Explanation : Accuracy of prediction is quite high, 94,8%.
res1 <- ifelse(predictmod > 0.5, 1, 0)
misclassification_error1 <- mean(res != training$stroke)
print(paste("Accuracy Training : ", 1 - misclassification_error1))
## [1] "Accuracy Training : 0.952054794520548"
Explanation : 1. Accuracy of prediction using training is 95,2% 2. The model is not because the difference of those accuracy is not high (arround 0.4%)
DTree <- rpart(stroke~., training, method = "class", cp = .0001)
DTree
## n= 4088
##
## node), split, n, loss, yval, (yprob)
## * denotes terminal node
##
## 1) root 4088 196 0 (0.952054795 0.047945205)
## 2) age< 67.5 3398 77 0 (0.977339612 0.022660388)
## 4) age< 53.5 2600 21 0 (0.991923077 0.008076923) *
## 5) age>=53.5 798 56 0 (0.929824561 0.070175439)
## 10) avg_glucose_level< 110.47 531 22 0 (0.958568738 0.041431262) *
## 11) avg_glucose_level>=110.47 267 34 0 (0.872659176 0.127340824)
## 22) heart_disease< 0.5 235 25 0 (0.893617021 0.106382979)
## 44) bmi>=28.89662 162 12 0 (0.925925926 0.074074074) *
## 45) bmi< 28.89662 73 13 0 (0.821917808 0.178082192)
## 90) bmi< 27.2 37 2 0 (0.945945946 0.054054054) *
## 91) bmi>=27.2 36 11 0 (0.694444444 0.305555556)
## 182) avg_glucose_level>=213.85 9 1 0 (0.888888889 0.111111111) *
## 183) avg_glucose_level< 213.85 27 10 0 (0.629629630 0.370370370)
## 366) smoking_status>=1.5 20 6 0 (0.700000000 0.300000000)
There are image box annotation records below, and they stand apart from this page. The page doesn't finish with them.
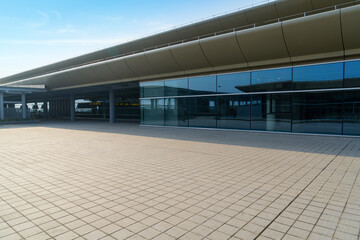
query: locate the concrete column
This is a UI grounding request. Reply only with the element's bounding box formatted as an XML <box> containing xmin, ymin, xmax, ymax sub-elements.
<box><xmin>70</xmin><ymin>94</ymin><xmax>75</xmax><ymax>121</ymax></box>
<box><xmin>0</xmin><ymin>93</ymin><xmax>5</xmax><ymax>120</ymax></box>
<box><xmin>21</xmin><ymin>94</ymin><xmax>27</xmax><ymax>120</ymax></box>
<box><xmin>109</xmin><ymin>90</ymin><xmax>115</xmax><ymax>123</ymax></box>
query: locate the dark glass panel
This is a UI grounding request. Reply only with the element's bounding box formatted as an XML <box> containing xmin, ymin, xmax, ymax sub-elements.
<box><xmin>140</xmin><ymin>99</ymin><xmax>164</xmax><ymax>126</ymax></box>
<box><xmin>75</xmin><ymin>95</ymin><xmax>109</xmax><ymax>119</ymax></box>
<box><xmin>293</xmin><ymin>63</ymin><xmax>344</xmax><ymax>90</ymax></box>
<box><xmin>345</xmin><ymin>61</ymin><xmax>360</xmax><ymax>87</ymax></box>
<box><xmin>217</xmin><ymin>72</ymin><xmax>250</xmax><ymax>93</ymax></box>
<box><xmin>251</xmin><ymin>94</ymin><xmax>291</xmax><ymax>132</ymax></box>
<box><xmin>189</xmin><ymin>75</ymin><xmax>216</xmax><ymax>95</ymax></box>
<box><xmin>140</xmin><ymin>81</ymin><xmax>164</xmax><ymax>98</ymax></box>
<box><xmin>251</xmin><ymin>68</ymin><xmax>292</xmax><ymax>92</ymax></box>
<box><xmin>217</xmin><ymin>96</ymin><xmax>251</xmax><ymax>129</ymax></box>
<box><xmin>292</xmin><ymin>92</ymin><xmax>343</xmax><ymax>134</ymax></box>
<box><xmin>165</xmin><ymin>98</ymin><xmax>189</xmax><ymax>127</ymax></box>
<box><xmin>343</xmin><ymin>91</ymin><xmax>360</xmax><ymax>135</ymax></box>
<box><xmin>189</xmin><ymin>97</ymin><xmax>216</xmax><ymax>128</ymax></box>
<box><xmin>115</xmin><ymin>88</ymin><xmax>140</xmax><ymax>121</ymax></box>
<box><xmin>165</xmin><ymin>78</ymin><xmax>188</xmax><ymax>96</ymax></box>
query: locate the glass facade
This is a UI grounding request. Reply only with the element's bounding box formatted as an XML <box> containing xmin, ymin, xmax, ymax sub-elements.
<box><xmin>75</xmin><ymin>95</ymin><xmax>109</xmax><ymax>119</ymax></box>
<box><xmin>140</xmin><ymin>60</ymin><xmax>360</xmax><ymax>135</ymax></box>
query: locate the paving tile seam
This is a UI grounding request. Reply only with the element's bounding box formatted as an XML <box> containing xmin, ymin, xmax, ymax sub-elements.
<box><xmin>249</xmin><ymin>140</ymin><xmax>352</xmax><ymax>240</ymax></box>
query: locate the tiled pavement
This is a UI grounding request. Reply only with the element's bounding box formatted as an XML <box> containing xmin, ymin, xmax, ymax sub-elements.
<box><xmin>0</xmin><ymin>122</ymin><xmax>360</xmax><ymax>240</ymax></box>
## 732) work_type>=3 13 2 0 (0.846153846 0.153846154) *
## 733) work_type< 3 7 3 1 (0.428571429 0.571428571) *
## 367) smoking_status< 1.5 7 3 1 (0.428571429 0.571428571) *
## 23) heart_disease>=0.5 32 9 0 (0.718750000 0.281250000)
## 46) smoking_status< 2.5 22 3 0 (0.863636364 0.136363636) *
## 47) smoking_status>=2.5 10 4 1 (0.400000000 0.600000000) *
## 3) age>=67.5 690 119 0 (0.827536232 0.172463768)
## 6) age< 73.5 237 27 0 (0.886075949 0.113924051)
## 12) ever_married>=1.5 217 21 0 (0.903225806 0.096774194) *
## 13) ever_married< 1.5 20 6 0 (0.700000000 0.300000000)
## 26) hypertension< 0.5 13 2 0 (0.846153846 0.153846154) *
## 27) hypertension>=0.5 7 3 1 (0.428571429 0.571428571) *
## 7) age>=73.5 453 92 0 (0.796909492 0.203090508)
## 14) bmi>=33.75 64 5 0 (0.921875000 0.078125000) *
## 15) bmi< 33.75 389 87 0 (0.776349614 0.223650386)
## 30) bmi< 28.84662 242 45 0 (0.814049587 0.185950413)
## 60) hypertension< 0.5 198 30 0 (0.848484848 0.151515152) *
## 61) hypertension>=0.5 44 15 0 (0.659090909 0.340909091)
## 122) avg_glucose_level< 150.23 31 7 0 (0.774193548 0.225806452) *
## 123) avg_glucose_level>=150.23 13 5 1 (0.384615385 0.615384615) *
## 31) bmi>=28.84662 147 42 0 (0.714285714 0.285714286)
## 62) bmi>=28.89662 115 24 0 (0.791304348 0.208695652)
## 124) smoking_status>=3.5 20 1 0 (0.950000000 0.050000000) *
## 125) smoking_status< 3.5 95 23 0 (0.757894737 0.242105263)
## 250) bmi< 30.95 43 7 0 (0.837209302 0.162790698) *
## 251) bmi>=30.95 52 16 0 (0.692307692 0.307692308)
## 502) avg_glucose_level< 87.105 16 2 0 (0.875000000 0.125000000) *
## 503) avg_glucose_level>=87.105 36 14 0 (0.611111111 0.388888889)
## 1006) avg_glucose_level>=108.405 27 8 0 (0.703703704 0.296296296) *
## 1007) avg_glucose_level< 108.405 9 3 1 (0.333333333 0.666666667) *
## 63) bmi< 28.89662 32 14 1 (0.437500000 0.562500000)
## 126) heart_disease>=0.5 11 4 0 (0.636363636 0.363636364) *
## 127) heart_disease< 0.5 21 7 1 (0.333333333 0.666666667)
## 254) hypertension>=0.5 7 2 0 (0.714285714 0.285714286) *
## 255) hypertension< 0.5 14 2 1 (0.142857143 0.857142857) *
Explanation : Cp (complexity parameter) : The lower cp the more nodes & branches can be seen.
rpart.plot(DTree, type = 1, fallen.leaves = FALSE, tweak = 1.2)
Explanation : Making prediction based on data.
#Prediction Decision Tree
predicttree <- predict(DTree, testing, type = "class")
Explanation : Prediction value of decision tree.
#Confusion Matrix
table <- table(predicttree, testing$stroke)
table
##
## predicttree 0 1
## 0 954 47
## 1 15 6
Explanation : 1. Column represent prediction value 2. Row represent actual value 3. TP = 954, FN = 15, FP = 47 TN = 6
#Overall Accuracy
overall <- sum(diag(table))/sum(table)
overall
## [1] 0.9393346
Explanation : The model have overall accuracy 93,9%.
#Misclassification Rate / Error Rate
error <- 1 - overall
error
## [1] 0.06066536
Explanation : The model have error rate 6 %.